To this day, he still had no idea what he supposedly did wrong that night. And he still wanted to know.
Come to think of it, he’d add to that interrogation by asking Nora why she pretty much threw him out of her house that second morning. Some hostess she’d been. The last time, she didn’t even offer him coffee.
“Like hell you’re looking for my wife,” Jeff said amiably, stretching his legs out in front of him. “Admit it. Abby terrifies you.”
“Yeah, she does have that scary quality, but that doesn’t mean I don’t like looking at her. Your wife is one hot-looking babe. Ow!” He clapped his hands on top of his head where he’d just been delivered a painful thump.
“Ingrate,” Abby Walker informed her brother-in-law with a shark’s smile. She stepped around him and dropped into her husband’s lap. She looped her arm around Jeff’s neck as she studied Mark. “No wonder you can’t keep a girlfriend. You always look like a fugitive from a Jimmy Buffet concert.”
“I give you a compliment and this is what I get in return?” Mark grumbled.
“Be grateful you didn’t get worse.” Abby stared him down.
“Fine, you’re an old crone.”
Which everyone knew was untrue. Not when Abby was blessed with California-blonde good looks. As a mother of three small children, she should have looked tired and worn out. Instead, she was the picture of energy and health in a pair of pink floral-print capris and a solid-pink tank top that bared her flat midriff. Her sun-golden blond hair was pulled back in a complicated braid he knew Ginna had created that morning. At the moment, Abby looked more like a college cheerleader than a thirty-something mom of three young children who kept her constantly running.
Until recently, Mark hadn’t bothered to consider how lucky his older brother was. Now he looked at Jeff and saw more than a guy who had lost his freedom on his wedding day. Now he saw the father of twin girls and a boy who was starting to walk, a loving husband to a woman who was drop-dead beautiful. He remembered when his brother seemed to have a girlfriend for every day of the week. Then Abby flew into Jeff’s life with hurricane force and Mark’s big bad brother had fallen like a ton of bricks for the energetic blonde.

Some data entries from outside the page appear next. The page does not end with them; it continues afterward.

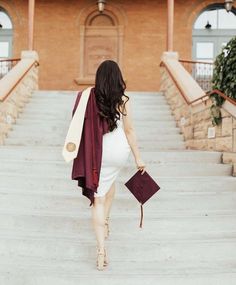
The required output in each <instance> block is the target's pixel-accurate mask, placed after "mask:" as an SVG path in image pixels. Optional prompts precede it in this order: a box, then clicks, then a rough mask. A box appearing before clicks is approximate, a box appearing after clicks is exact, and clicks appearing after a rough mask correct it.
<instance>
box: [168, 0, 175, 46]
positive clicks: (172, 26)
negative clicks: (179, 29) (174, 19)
mask: <svg viewBox="0 0 236 285" xmlns="http://www.w3.org/2000/svg"><path fill="white" fill-rule="evenodd" d="M167 3H168V7H167V10H168V13H167V19H168V20H167V51H173V38H174V0H167Z"/></svg>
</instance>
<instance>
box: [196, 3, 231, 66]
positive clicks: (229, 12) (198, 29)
mask: <svg viewBox="0 0 236 285" xmlns="http://www.w3.org/2000/svg"><path fill="white" fill-rule="evenodd" d="M235 35H236V9H235V8H234V9H233V10H232V12H229V13H227V11H226V10H225V8H224V5H223V4H213V5H210V6H208V7H207V8H206V9H204V10H203V11H202V12H201V14H200V15H199V16H198V18H197V19H196V21H195V23H194V27H193V49H192V57H193V59H194V60H200V61H211V62H212V61H214V59H215V57H216V56H217V55H218V54H219V53H220V52H221V50H222V47H224V46H225V45H226V43H227V42H228V41H229V40H230V39H231V38H232V37H234V36H235Z"/></svg>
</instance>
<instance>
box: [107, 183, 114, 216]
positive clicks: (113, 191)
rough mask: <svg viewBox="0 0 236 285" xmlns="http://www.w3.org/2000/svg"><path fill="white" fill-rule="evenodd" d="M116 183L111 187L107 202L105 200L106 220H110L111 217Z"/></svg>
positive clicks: (112, 184) (108, 193) (107, 198)
mask: <svg viewBox="0 0 236 285" xmlns="http://www.w3.org/2000/svg"><path fill="white" fill-rule="evenodd" d="M115 190H116V188H115V182H114V183H113V184H112V185H111V188H110V190H109V191H108V192H107V194H106V200H105V219H108V218H109V216H110V211H111V205H112V201H113V199H114V196H115Z"/></svg>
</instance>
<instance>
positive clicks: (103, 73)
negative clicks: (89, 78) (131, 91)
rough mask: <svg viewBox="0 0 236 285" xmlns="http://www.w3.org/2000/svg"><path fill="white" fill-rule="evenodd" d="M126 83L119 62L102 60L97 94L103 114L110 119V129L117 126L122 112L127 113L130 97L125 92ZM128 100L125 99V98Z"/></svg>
mask: <svg viewBox="0 0 236 285" xmlns="http://www.w3.org/2000/svg"><path fill="white" fill-rule="evenodd" d="M125 89H126V84H125V82H124V79H123V76H122V73H121V71H120V68H119V66H118V64H117V63H116V62H115V61H113V60H105V61H104V62H102V63H101V64H100V65H99V67H98V69H97V72H96V79H95V90H94V92H95V96H96V102H97V105H98V109H99V111H100V114H101V116H103V117H105V118H106V119H107V121H108V125H109V129H110V131H113V130H114V129H116V128H117V120H120V116H121V115H120V114H122V115H124V116H125V115H126V114H125V104H126V102H127V101H128V100H129V97H128V96H127V95H125V94H124V92H125ZM124 97H125V98H126V99H127V100H125V102H124V100H123V98H124Z"/></svg>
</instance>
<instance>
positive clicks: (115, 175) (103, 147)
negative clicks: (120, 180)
mask: <svg viewBox="0 0 236 285" xmlns="http://www.w3.org/2000/svg"><path fill="white" fill-rule="evenodd" d="M129 154H130V146H129V144H128V141H127V138H126V135H125V132H124V129H123V124H122V119H121V120H119V121H118V122H117V129H115V130H114V131H112V132H109V133H107V134H105V135H103V146H102V165H101V171H100V177H99V186H98V188H97V193H95V194H94V197H103V196H105V195H106V193H107V192H108V191H109V190H110V188H111V186H112V184H113V182H114V181H115V180H116V178H117V176H118V174H119V172H120V170H121V168H122V167H123V166H124V165H125V163H126V162H127V160H128V157H129Z"/></svg>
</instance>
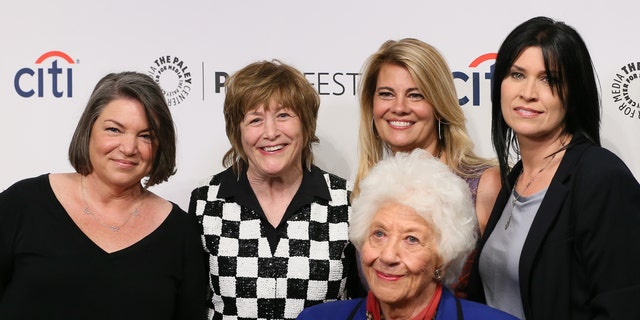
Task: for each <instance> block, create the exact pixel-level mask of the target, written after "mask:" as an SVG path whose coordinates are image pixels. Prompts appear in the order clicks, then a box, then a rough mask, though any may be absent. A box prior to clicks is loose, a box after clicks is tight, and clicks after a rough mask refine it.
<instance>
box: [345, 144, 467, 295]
mask: <svg viewBox="0 0 640 320" xmlns="http://www.w3.org/2000/svg"><path fill="white" fill-rule="evenodd" d="M360 188H361V189H360V190H361V191H360V194H359V195H358V197H357V198H355V199H354V200H353V202H352V205H351V208H352V212H353V214H352V216H351V223H350V226H349V239H350V240H351V242H353V244H354V245H355V246H356V248H357V249H358V251H360V250H361V249H362V246H363V244H364V241H365V239H366V237H368V233H369V228H370V226H371V222H372V220H373V218H374V216H375V215H376V213H377V212H378V210H379V209H380V208H381V207H382V206H383V205H385V204H388V203H399V204H402V205H405V206H408V207H410V208H413V209H414V210H415V211H416V212H417V213H418V214H419V215H420V216H421V217H422V218H424V219H425V220H426V221H427V223H428V224H429V225H430V227H431V228H433V231H434V233H435V235H436V238H437V248H436V251H437V253H438V256H439V257H440V259H442V266H438V267H441V269H443V271H446V272H445V275H444V277H443V280H442V281H443V283H444V284H445V285H448V284H451V283H453V282H454V281H455V280H456V279H457V278H458V276H459V274H460V271H461V270H462V266H463V264H464V262H465V260H466V257H467V255H468V254H469V252H471V250H473V248H474V247H475V244H476V241H477V237H478V222H477V217H476V214H475V209H474V206H473V203H472V200H471V193H470V192H469V186H468V185H467V183H466V182H465V181H464V180H463V179H462V178H460V177H458V176H457V175H456V174H454V173H453V172H452V171H451V170H450V169H449V168H448V167H447V166H446V165H445V164H443V163H441V162H440V161H439V160H438V159H435V158H434V157H433V156H431V155H430V154H429V153H427V152H426V151H424V150H423V149H416V150H414V151H413V152H411V153H402V152H398V153H396V154H395V155H394V156H391V157H389V158H387V159H385V160H382V161H380V162H378V164H377V165H376V166H375V167H374V168H373V169H372V170H371V172H369V174H368V175H367V177H366V178H365V179H364V180H362V181H361V182H360Z"/></svg>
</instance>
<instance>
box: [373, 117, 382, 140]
mask: <svg viewBox="0 0 640 320" xmlns="http://www.w3.org/2000/svg"><path fill="white" fill-rule="evenodd" d="M371 132H372V133H373V136H374V137H376V138H380V136H378V131H377V130H376V121H375V119H373V117H371Z"/></svg>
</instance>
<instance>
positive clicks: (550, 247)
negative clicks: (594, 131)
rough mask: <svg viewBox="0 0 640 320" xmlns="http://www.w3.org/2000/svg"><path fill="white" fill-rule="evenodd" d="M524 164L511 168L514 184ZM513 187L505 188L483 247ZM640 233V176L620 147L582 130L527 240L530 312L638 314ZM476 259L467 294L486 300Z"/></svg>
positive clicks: (511, 172) (493, 218)
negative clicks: (585, 134)
mask: <svg viewBox="0 0 640 320" xmlns="http://www.w3.org/2000/svg"><path fill="white" fill-rule="evenodd" d="M521 168H522V162H518V163H517V164H516V165H515V167H514V168H513V170H511V173H510V174H509V178H508V179H509V181H510V182H511V184H513V183H514V182H515V180H516V178H517V175H518V174H519V172H520V171H521ZM510 194H511V190H507V189H505V188H504V186H503V188H502V190H500V193H499V195H498V198H497V200H496V204H495V206H494V208H493V211H492V212H491V216H490V218H489V221H488V223H487V227H486V231H485V234H484V235H483V237H482V239H481V240H480V242H479V243H478V250H479V251H478V252H479V253H478V254H479V255H480V254H482V248H483V246H484V244H485V243H486V241H487V239H488V237H489V236H490V235H491V232H492V231H493V230H494V228H495V227H496V224H497V222H498V220H499V219H500V215H501V214H502V211H503V209H504V207H505V205H506V204H507V202H508V200H509V197H510ZM639 234H640V185H639V184H638V181H637V180H636V179H635V178H634V176H633V174H632V173H631V171H630V170H629V169H628V168H627V166H626V165H625V164H624V163H623V162H622V160H620V158H618V157H617V156H616V155H615V154H613V153H611V152H610V151H608V150H606V149H604V148H601V147H598V146H595V145H594V144H592V143H591V142H590V141H589V140H587V139H586V138H585V137H584V136H583V135H581V134H576V135H575V136H574V138H573V140H572V141H571V143H570V144H569V147H568V149H567V151H566V152H565V155H564V157H563V159H562V161H561V162H560V165H559V167H558V170H557V171H556V173H555V175H554V176H553V179H552V180H551V184H550V185H549V188H548V189H547V193H546V195H545V197H544V199H543V200H542V203H541V205H540V208H539V209H538V212H537V213H536V217H535V218H534V220H533V223H532V225H531V229H530V230H529V234H528V235H527V238H526V240H525V243H524V247H523V248H522V254H521V257H520V266H519V277H520V295H521V298H522V303H523V307H524V313H525V317H526V319H527V320H534V319H545V320H547V319H562V320H565V319H594V318H598V319H640V237H638V235H639ZM478 257H479V256H478ZM475 260H476V261H475V263H474V266H473V269H472V271H471V276H470V280H469V281H470V282H469V296H468V298H469V299H470V300H475V301H479V302H485V296H484V291H483V287H482V281H481V279H480V274H479V271H478V261H479V260H480V259H479V258H478V259H475Z"/></svg>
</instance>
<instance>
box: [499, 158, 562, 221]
mask: <svg viewBox="0 0 640 320" xmlns="http://www.w3.org/2000/svg"><path fill="white" fill-rule="evenodd" d="M556 154H558V153H554V154H553V155H552V156H551V158H550V159H549V161H547V163H545V164H544V166H542V168H540V170H538V172H536V174H534V175H533V177H532V178H531V180H529V182H527V184H526V185H525V186H524V189H522V191H521V192H520V193H518V195H517V196H516V186H517V185H518V181H519V180H520V176H522V175H523V173H524V168H522V169H521V170H520V174H519V175H518V177H517V178H516V183H514V184H513V188H512V189H511V198H512V199H511V213H509V218H507V223H505V224H504V229H505V230H507V229H508V228H509V225H511V218H513V209H514V207H515V206H516V202H519V201H520V199H521V197H520V194H524V193H525V192H526V191H527V189H528V188H529V186H530V185H531V184H532V183H533V181H534V180H535V179H536V178H537V177H538V175H539V174H540V173H541V172H542V171H544V169H546V168H547V167H548V166H549V164H550V163H551V161H553V159H554V158H555V157H556Z"/></svg>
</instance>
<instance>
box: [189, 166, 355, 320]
mask: <svg viewBox="0 0 640 320" xmlns="http://www.w3.org/2000/svg"><path fill="white" fill-rule="evenodd" d="M323 176H324V178H325V180H326V182H327V186H329V190H330V194H331V199H332V200H331V201H329V202H326V201H324V200H320V199H317V198H316V200H315V202H313V203H310V204H308V205H305V206H303V207H302V208H301V209H300V210H299V211H298V212H296V213H295V214H293V215H292V216H291V218H290V219H289V221H288V222H287V224H288V225H287V228H286V234H284V235H282V238H281V239H280V241H279V243H278V246H277V248H276V250H275V253H274V254H272V253H271V249H270V247H269V242H268V241H267V238H266V236H265V233H264V232H265V231H264V230H263V224H262V223H261V220H260V216H259V214H258V213H256V212H254V211H253V210H251V209H248V208H246V207H241V206H240V205H238V204H236V203H233V202H226V201H225V199H218V198H216V196H217V194H218V188H219V185H220V177H219V175H217V176H214V177H213V179H212V180H211V182H210V183H209V185H206V186H203V187H201V188H199V189H197V190H196V192H194V196H195V197H196V198H197V199H195V201H196V215H197V216H198V217H199V218H200V219H201V222H202V227H203V244H204V247H205V250H206V251H208V252H209V253H210V255H209V265H210V285H211V289H212V291H213V297H212V305H211V306H210V310H209V318H210V319H295V318H296V316H297V315H298V314H299V313H300V311H302V309H304V308H305V307H308V306H311V305H315V304H318V303H322V302H325V301H330V300H336V299H344V298H346V289H345V288H346V278H347V271H348V269H349V267H350V266H349V265H348V264H349V261H352V260H353V257H347V256H346V254H345V248H346V247H347V244H348V220H349V215H350V213H351V208H350V204H349V199H348V192H347V185H346V181H345V180H344V179H342V178H339V177H337V176H334V175H332V174H329V173H324V174H323ZM193 201H194V199H192V202H193ZM351 267H353V266H351Z"/></svg>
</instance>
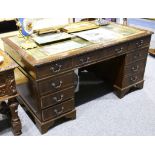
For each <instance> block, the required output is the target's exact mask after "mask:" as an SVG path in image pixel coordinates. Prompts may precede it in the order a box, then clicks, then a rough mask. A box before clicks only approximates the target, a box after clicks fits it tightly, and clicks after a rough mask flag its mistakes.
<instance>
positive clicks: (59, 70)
mask: <svg viewBox="0 0 155 155" xmlns="http://www.w3.org/2000/svg"><path fill="white" fill-rule="evenodd" d="M71 68H72V59H71V58H70V59H66V60H59V61H56V62H52V63H48V64H44V65H41V66H38V67H37V76H38V78H42V77H46V76H52V75H56V74H58V73H61V72H63V71H65V70H69V69H71Z"/></svg>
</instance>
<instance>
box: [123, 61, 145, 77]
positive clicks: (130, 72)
mask: <svg viewBox="0 0 155 155" xmlns="http://www.w3.org/2000/svg"><path fill="white" fill-rule="evenodd" d="M145 64H146V59H144V60H141V61H137V62H135V63H132V64H130V65H128V66H125V69H124V75H125V76H128V75H133V74H135V73H139V72H144V70H145Z"/></svg>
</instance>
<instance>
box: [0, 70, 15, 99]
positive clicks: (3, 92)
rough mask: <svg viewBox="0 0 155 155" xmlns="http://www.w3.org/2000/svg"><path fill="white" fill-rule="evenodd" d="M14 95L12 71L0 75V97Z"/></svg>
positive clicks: (14, 88) (13, 79)
mask: <svg viewBox="0 0 155 155" xmlns="http://www.w3.org/2000/svg"><path fill="white" fill-rule="evenodd" d="M14 94H16V84H15V79H14V73H13V71H7V72H2V73H0V97H3V96H6V95H8V96H9V95H14Z"/></svg>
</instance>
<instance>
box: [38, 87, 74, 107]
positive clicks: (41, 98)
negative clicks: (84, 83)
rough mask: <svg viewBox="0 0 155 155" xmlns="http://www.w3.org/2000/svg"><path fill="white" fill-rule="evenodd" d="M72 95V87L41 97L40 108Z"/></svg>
mask: <svg viewBox="0 0 155 155" xmlns="http://www.w3.org/2000/svg"><path fill="white" fill-rule="evenodd" d="M73 97H74V87H71V88H67V89H64V90H62V91H59V92H56V93H54V94H50V95H47V96H44V97H42V98H41V108H42V109H44V108H47V107H50V106H53V105H56V104H59V103H61V102H63V101H66V100H68V99H70V98H73Z"/></svg>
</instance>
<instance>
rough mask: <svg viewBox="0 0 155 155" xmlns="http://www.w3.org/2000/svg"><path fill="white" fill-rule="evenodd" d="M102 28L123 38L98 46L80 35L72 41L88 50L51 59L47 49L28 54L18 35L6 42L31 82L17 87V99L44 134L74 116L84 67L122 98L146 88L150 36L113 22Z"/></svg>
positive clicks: (27, 77) (18, 62) (30, 52)
mask: <svg viewBox="0 0 155 155" xmlns="http://www.w3.org/2000/svg"><path fill="white" fill-rule="evenodd" d="M102 28H103V29H104V30H106V31H107V30H108V31H109V32H110V33H112V34H113V33H114V34H116V35H118V36H119V37H116V38H110V39H109V40H103V41H99V42H96V43H92V42H88V41H86V40H84V39H81V38H79V37H76V38H73V39H72V40H75V41H76V42H80V43H81V44H84V45H85V46H82V47H80V48H76V49H72V50H67V51H64V52H61V53H57V54H52V55H45V53H44V52H45V51H48V52H50V49H49V45H45V46H39V47H37V48H35V49H33V50H24V49H22V48H21V47H20V44H21V41H22V39H20V38H18V37H17V36H11V37H7V38H3V41H4V47H5V50H6V51H7V52H8V53H9V55H10V56H11V57H12V58H13V59H14V60H15V61H16V62H17V63H18V64H19V66H20V67H19V68H20V70H21V71H22V72H23V73H24V74H25V76H26V77H27V79H28V82H27V83H24V84H21V85H19V86H18V91H19V94H20V98H18V99H19V101H20V102H21V104H24V105H25V107H26V109H27V110H28V111H29V112H30V113H31V115H32V116H33V119H34V121H35V123H36V125H37V127H38V128H39V130H40V131H41V133H45V132H47V131H48V129H49V128H50V127H51V126H52V125H53V124H54V122H55V121H56V120H58V119H60V118H62V117H65V118H69V119H75V118H76V110H75V106H74V89H75V84H74V81H75V80H76V76H75V72H74V70H75V69H77V68H78V69H80V68H84V67H85V68H86V69H88V70H91V71H94V73H95V74H96V75H98V76H101V77H105V78H107V79H110V81H111V83H112V84H113V87H114V92H115V93H116V95H117V96H118V97H119V98H122V97H123V96H124V95H125V94H126V93H127V92H129V90H130V89H133V88H136V89H138V88H142V87H143V83H144V80H143V77H144V71H145V65H146V59H147V52H148V49H149V45H150V39H151V34H152V32H149V31H145V30H141V29H136V28H132V27H127V26H122V25H118V24H115V23H110V24H109V25H107V26H103V27H102ZM85 32H86V31H85ZM110 33H109V35H110ZM109 35H108V37H109ZM62 47H64V46H62ZM62 49H63V48H62ZM36 55H37V56H36Z"/></svg>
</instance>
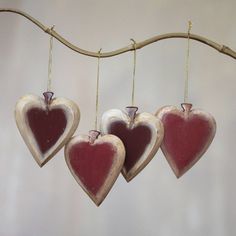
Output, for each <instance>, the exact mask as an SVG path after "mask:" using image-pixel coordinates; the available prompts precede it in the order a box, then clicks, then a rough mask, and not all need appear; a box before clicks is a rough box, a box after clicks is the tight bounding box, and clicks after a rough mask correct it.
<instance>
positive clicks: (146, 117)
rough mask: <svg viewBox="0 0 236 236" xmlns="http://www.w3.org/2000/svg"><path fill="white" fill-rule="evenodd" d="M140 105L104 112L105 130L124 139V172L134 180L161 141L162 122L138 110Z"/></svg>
mask: <svg viewBox="0 0 236 236" xmlns="http://www.w3.org/2000/svg"><path fill="white" fill-rule="evenodd" d="M137 110H138V108H137V107H132V106H131V107H126V111H127V112H123V111H121V110H118V109H112V110H109V111H107V112H105V113H104V114H103V116H102V122H101V132H102V133H103V134H113V135H116V136H117V137H119V138H120V139H121V140H122V142H123V143H124V146H125V150H126V156H125V163H124V166H123V168H122V174H123V176H124V178H125V179H126V181H127V182H129V181H130V180H132V179H133V178H134V177H135V176H136V175H137V174H138V173H139V172H140V171H141V170H142V169H143V168H144V167H145V166H146V165H147V164H148V163H149V162H150V161H151V159H152V158H153V157H154V155H155V154H156V152H157V150H158V148H159V146H160V145H161V142H162V139H163V136H164V129H163V125H162V122H161V121H160V120H159V119H157V118H156V117H155V116H154V115H152V114H150V113H146V112H144V113H138V114H137V113H136V112H137Z"/></svg>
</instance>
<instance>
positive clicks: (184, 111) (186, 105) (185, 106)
mask: <svg viewBox="0 0 236 236" xmlns="http://www.w3.org/2000/svg"><path fill="white" fill-rule="evenodd" d="M192 106H193V105H192V104H191V103H182V104H181V107H182V108H183V111H184V112H190V111H191V108H192Z"/></svg>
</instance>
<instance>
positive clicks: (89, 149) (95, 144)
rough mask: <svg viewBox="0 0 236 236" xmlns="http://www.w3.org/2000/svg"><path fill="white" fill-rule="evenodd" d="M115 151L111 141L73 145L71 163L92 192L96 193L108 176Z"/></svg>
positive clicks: (102, 185) (85, 183) (69, 152)
mask: <svg viewBox="0 0 236 236" xmlns="http://www.w3.org/2000/svg"><path fill="white" fill-rule="evenodd" d="M115 152H116V150H115V148H114V147H113V145H111V144H110V143H100V144H91V143H89V142H80V143H77V144H75V145H74V146H72V147H71V149H70V151H69V161H70V165H71V167H72V169H73V171H74V173H75V174H76V175H77V176H78V177H79V179H80V181H81V182H82V183H83V185H84V186H85V187H86V188H87V190H88V191H89V192H91V193H92V194H94V195H96V194H97V193H98V192H99V190H100V188H101V187H102V186H103V184H104V182H105V180H106V179H107V178H108V175H109V172H110V170H111V167H112V163H113V160H114V155H115Z"/></svg>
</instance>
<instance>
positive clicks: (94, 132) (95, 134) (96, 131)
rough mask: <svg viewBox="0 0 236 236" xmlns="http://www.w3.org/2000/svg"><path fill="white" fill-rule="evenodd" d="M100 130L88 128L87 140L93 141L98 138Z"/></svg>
mask: <svg viewBox="0 0 236 236" xmlns="http://www.w3.org/2000/svg"><path fill="white" fill-rule="evenodd" d="M99 135H100V132H99V131H97V130H90V131H89V141H90V143H94V141H95V140H96V139H97V138H98V136H99Z"/></svg>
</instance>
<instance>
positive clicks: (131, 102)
mask: <svg viewBox="0 0 236 236" xmlns="http://www.w3.org/2000/svg"><path fill="white" fill-rule="evenodd" d="M130 40H131V41H132V42H133V48H134V67H133V81H132V96H131V103H132V106H134V92H135V73H136V50H137V47H136V46H137V44H136V41H135V40H134V39H130Z"/></svg>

Mark watched Brian on the other side of the yard talking to their dad. Brian had been something of a party animal too. Then Nikki, their baby sister, put Brian’s picture and personal information on the Steppin’ Out’s Blind Date Central bulletin board and Dr. Gail Douglas chose him to accompany her to a dinner. Instead, they were carjacked, kidnapped, dumped in the middle of nowhere, caught in a rainstorm and, after spending the night in an abandoned house, almost arrested for trespassing.
Gail was an uptight, no-nonsense pediatrician and Brian was a laid-back, easygoing guy. Who knew they’d end up together along with a baby girl conceived on that memorable night?